Researchers are closely monitoring the San Andreas Fault, searching for clues as to when a major earthquake could hit the region
A section of the San Andreas Fault responsible for causing a massive 7.8 earthquake in 1857 recently showed a spike in rumblings, scientists said, as they grow concerned of a major earthquake.
"The persistent changes in tremor suggest that stress is now accumulating more rapidly beneath this part of the San Andreas Fault, which ruptured in the ... magnitude 7.8 Fort Tejon earthquake in 1857," researchers said in their report.
Fort Tejon is in a region in southern California that suffers a major earthquake every 85 to 142 years, and is now 10 years overdue for a large quake.
In the town of Parkfield, located about 175 miles south of San Jose, University of California-Berkeley seismologists say tremors along the San Andreas Fault have increased 80 percent over the past four years.
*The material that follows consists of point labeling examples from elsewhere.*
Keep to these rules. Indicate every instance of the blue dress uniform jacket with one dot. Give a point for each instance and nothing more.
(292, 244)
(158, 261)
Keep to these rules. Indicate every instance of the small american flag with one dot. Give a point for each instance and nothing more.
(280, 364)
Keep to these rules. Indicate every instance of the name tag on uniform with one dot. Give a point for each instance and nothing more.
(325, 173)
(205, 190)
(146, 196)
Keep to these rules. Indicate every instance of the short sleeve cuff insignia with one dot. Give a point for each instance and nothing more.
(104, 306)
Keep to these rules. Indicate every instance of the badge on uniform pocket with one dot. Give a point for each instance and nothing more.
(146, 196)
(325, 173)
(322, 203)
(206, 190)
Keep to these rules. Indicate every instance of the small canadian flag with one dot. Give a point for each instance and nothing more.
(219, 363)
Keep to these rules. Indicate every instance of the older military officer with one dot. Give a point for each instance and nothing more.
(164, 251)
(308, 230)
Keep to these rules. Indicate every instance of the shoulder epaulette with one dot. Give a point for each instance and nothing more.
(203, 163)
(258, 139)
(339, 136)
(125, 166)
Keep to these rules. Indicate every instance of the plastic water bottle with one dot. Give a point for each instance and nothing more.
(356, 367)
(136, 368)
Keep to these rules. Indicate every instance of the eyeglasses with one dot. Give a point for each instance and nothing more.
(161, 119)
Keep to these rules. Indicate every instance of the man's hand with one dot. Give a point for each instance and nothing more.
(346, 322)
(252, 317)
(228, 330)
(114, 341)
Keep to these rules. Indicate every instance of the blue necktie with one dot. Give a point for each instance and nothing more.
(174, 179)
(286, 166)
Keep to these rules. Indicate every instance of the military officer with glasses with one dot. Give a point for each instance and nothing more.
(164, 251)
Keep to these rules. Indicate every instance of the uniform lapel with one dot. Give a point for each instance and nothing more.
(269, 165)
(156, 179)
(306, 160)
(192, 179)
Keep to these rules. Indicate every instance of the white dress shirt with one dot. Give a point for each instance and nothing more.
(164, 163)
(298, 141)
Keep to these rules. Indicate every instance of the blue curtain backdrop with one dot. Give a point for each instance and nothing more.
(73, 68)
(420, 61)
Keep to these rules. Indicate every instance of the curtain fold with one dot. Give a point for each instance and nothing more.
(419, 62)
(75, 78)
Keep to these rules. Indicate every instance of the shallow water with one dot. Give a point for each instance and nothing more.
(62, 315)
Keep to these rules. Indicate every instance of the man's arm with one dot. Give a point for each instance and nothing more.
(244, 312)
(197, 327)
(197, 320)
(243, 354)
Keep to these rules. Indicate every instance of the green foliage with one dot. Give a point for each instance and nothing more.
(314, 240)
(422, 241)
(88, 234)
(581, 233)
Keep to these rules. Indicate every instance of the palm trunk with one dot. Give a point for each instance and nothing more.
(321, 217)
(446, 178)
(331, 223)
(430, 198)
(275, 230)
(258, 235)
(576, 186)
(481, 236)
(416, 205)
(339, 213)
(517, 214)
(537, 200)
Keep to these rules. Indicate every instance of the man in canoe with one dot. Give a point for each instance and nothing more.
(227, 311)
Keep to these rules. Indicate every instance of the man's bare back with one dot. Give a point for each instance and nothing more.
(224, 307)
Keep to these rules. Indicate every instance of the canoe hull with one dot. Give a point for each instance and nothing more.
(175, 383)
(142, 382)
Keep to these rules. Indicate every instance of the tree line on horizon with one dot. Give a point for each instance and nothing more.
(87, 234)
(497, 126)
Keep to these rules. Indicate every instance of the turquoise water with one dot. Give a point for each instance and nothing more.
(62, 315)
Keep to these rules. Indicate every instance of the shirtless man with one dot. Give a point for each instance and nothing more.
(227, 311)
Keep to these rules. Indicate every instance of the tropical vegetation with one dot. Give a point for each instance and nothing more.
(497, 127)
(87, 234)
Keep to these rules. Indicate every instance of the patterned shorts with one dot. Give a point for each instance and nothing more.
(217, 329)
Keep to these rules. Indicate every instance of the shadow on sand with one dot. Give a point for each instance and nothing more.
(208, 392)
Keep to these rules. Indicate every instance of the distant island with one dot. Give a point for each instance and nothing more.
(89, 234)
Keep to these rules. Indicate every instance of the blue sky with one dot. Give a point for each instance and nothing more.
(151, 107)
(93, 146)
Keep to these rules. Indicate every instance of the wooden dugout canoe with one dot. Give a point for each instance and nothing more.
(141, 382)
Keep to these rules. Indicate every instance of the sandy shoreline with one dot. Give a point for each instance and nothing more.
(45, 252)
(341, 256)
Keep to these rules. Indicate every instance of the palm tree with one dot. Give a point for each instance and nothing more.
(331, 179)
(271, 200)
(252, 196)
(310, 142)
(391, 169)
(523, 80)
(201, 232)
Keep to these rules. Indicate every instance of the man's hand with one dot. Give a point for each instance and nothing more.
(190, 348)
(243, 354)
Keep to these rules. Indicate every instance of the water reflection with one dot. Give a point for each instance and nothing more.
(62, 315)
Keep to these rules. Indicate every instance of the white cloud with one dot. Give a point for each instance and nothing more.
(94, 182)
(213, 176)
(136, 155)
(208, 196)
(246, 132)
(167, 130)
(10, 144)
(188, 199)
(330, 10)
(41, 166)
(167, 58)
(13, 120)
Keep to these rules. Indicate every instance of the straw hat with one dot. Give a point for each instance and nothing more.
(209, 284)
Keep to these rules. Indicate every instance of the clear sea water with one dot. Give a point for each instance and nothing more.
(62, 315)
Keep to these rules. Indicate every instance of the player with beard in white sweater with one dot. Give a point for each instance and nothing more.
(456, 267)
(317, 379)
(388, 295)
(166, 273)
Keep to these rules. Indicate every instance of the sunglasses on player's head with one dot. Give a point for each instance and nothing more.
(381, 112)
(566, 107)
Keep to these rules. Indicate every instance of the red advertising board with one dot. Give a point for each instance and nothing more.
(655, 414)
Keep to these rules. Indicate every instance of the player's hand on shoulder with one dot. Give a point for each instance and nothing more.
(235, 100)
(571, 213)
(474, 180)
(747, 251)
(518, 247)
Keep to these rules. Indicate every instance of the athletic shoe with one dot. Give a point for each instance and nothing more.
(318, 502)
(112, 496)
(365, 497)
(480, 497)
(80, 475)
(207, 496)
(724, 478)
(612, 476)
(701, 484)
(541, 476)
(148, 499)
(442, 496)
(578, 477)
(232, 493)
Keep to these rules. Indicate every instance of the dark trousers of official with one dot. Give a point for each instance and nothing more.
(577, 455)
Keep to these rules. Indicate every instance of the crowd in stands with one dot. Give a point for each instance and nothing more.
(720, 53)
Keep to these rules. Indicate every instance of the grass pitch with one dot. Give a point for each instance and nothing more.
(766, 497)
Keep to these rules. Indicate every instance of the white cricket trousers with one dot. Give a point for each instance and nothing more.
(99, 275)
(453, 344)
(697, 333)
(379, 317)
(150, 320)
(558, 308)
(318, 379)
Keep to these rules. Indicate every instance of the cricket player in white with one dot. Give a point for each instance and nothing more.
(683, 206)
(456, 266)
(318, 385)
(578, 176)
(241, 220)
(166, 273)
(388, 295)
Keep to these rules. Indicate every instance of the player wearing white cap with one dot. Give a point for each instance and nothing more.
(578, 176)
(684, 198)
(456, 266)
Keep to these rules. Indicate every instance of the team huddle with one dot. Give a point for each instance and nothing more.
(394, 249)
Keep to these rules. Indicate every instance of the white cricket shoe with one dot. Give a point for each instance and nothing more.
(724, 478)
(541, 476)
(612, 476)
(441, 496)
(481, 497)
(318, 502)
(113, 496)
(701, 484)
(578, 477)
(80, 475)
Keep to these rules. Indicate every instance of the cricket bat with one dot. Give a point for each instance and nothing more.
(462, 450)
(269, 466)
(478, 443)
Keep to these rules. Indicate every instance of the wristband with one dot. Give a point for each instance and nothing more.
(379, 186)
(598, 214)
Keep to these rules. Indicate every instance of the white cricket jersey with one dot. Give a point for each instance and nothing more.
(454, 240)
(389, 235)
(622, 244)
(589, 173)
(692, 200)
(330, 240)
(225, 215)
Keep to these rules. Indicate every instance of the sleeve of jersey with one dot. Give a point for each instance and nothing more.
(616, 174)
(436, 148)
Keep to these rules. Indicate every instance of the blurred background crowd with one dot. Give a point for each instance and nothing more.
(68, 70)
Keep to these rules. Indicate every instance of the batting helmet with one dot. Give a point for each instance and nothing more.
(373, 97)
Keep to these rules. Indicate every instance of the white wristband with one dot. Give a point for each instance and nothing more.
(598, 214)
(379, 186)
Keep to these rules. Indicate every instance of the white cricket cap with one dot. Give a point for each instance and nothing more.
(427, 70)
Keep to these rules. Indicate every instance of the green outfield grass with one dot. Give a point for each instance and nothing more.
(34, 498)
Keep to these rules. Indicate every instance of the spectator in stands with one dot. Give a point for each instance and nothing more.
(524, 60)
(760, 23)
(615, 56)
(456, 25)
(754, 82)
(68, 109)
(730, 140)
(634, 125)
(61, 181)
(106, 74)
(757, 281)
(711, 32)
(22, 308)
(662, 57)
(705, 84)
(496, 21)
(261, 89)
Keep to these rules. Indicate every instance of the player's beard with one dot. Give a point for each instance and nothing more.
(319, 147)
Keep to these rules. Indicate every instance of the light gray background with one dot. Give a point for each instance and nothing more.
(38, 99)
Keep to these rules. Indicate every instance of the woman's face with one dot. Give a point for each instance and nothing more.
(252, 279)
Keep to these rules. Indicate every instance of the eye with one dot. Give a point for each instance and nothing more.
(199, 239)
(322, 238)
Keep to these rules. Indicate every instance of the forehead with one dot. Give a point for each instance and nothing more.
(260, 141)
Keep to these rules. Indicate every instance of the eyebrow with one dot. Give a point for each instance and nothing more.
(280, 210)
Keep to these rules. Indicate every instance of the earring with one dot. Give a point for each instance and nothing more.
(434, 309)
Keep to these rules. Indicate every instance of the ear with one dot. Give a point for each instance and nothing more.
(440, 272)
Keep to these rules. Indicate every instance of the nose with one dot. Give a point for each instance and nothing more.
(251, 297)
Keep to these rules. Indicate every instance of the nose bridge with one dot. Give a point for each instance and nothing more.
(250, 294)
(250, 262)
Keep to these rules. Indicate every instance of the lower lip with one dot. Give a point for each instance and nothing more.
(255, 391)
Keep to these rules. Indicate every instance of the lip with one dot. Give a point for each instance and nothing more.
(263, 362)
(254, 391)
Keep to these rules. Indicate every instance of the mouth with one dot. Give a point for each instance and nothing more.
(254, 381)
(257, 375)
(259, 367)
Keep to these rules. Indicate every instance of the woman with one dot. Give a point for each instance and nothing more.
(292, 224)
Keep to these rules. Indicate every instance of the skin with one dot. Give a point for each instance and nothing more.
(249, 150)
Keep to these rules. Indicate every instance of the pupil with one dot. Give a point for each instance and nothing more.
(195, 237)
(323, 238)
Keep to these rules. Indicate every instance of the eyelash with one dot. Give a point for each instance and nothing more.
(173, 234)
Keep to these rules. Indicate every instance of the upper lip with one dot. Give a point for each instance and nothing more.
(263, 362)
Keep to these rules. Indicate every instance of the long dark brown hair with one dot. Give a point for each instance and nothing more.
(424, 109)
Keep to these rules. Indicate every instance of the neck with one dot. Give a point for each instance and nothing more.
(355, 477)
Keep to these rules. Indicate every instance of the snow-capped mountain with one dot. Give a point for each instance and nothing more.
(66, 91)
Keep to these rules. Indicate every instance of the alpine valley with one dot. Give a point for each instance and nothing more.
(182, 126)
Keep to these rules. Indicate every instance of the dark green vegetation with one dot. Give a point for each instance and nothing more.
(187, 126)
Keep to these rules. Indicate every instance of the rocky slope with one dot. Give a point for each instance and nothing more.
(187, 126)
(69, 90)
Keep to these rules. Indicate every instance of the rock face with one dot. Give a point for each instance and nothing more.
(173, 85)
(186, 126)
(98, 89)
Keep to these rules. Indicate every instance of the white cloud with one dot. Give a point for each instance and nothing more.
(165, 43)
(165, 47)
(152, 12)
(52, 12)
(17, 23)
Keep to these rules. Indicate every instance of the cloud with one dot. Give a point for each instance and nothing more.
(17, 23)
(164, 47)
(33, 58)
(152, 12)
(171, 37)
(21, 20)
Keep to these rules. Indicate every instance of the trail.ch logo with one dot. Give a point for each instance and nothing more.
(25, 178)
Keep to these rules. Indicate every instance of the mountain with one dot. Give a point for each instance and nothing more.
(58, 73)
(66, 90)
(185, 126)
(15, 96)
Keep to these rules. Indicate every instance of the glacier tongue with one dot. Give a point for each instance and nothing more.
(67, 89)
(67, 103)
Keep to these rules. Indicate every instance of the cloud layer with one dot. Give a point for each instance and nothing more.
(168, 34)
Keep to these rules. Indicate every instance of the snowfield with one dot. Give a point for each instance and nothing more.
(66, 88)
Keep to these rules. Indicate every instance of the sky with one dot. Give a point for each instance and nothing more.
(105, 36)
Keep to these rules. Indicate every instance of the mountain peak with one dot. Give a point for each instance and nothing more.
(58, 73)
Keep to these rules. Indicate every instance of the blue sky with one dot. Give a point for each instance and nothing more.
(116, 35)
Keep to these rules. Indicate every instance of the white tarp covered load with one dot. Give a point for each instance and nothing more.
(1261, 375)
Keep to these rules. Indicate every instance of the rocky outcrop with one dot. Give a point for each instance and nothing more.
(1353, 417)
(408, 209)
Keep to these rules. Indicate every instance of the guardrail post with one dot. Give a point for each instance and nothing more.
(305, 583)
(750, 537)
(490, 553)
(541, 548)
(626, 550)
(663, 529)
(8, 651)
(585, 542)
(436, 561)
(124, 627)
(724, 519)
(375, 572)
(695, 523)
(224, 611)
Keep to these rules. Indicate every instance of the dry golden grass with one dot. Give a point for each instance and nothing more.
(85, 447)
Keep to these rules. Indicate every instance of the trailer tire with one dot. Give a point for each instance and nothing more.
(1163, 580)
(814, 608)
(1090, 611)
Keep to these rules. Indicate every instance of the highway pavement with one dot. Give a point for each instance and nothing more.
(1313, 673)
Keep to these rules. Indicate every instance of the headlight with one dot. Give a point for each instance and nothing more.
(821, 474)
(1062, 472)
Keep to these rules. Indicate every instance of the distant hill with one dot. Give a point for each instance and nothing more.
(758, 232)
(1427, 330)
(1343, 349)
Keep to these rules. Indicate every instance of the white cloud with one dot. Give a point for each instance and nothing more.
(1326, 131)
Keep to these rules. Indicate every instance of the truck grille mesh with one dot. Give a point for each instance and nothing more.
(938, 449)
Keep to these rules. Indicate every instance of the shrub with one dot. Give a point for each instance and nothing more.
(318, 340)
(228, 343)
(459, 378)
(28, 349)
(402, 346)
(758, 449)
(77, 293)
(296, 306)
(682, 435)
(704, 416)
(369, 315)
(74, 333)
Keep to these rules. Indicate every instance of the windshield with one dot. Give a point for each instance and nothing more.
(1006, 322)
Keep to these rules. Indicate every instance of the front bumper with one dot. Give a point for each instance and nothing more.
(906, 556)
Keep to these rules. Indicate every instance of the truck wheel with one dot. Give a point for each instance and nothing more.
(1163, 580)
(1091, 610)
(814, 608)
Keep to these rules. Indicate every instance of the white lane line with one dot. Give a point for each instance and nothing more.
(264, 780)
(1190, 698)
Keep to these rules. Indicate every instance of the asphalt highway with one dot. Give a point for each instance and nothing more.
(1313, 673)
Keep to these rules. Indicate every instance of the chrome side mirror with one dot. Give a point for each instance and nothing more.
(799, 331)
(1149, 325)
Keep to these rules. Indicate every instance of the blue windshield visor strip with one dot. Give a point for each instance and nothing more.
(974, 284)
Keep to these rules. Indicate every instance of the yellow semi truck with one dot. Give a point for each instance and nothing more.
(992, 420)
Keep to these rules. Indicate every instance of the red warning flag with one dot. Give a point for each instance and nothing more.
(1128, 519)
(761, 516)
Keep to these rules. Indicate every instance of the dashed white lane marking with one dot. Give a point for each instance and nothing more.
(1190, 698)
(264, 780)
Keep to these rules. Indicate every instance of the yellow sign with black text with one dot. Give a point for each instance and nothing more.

UCB seismologist Robert Nadeau and graduate student Aurelie Guilhem published their findings in the latest edition of Science, although doesn't give a possible time frame when a major earthquake could strike.
"We've shown that earthquakes can stimulate tremors next to a locked (fault) zone, but we don't yet have evidence that this tells us anything about future quakes," Nadeaus said in an official statement. "But if earthquakes trigger tremors, the pressure that stimulates tremors may also stimulate earthquakes."
Since July 2001 to February 2009, more than 2,000 tremors -- lasting from a few minutes up to around 30 minutes -- and a 6.5 and 6.0 magnitude earthquakes occurred in 2003 and 2004. The research was partially funded by the U.S. Geological Survey and National Science Foundation, as the government wants to evaluate the likelihood of a major quake hitting California.
It's unknown what is causing the tremors, as researchers don't think they're volcanic -- it's possible underground fluid movement, or pieces of sharp rock are hitting soft rock.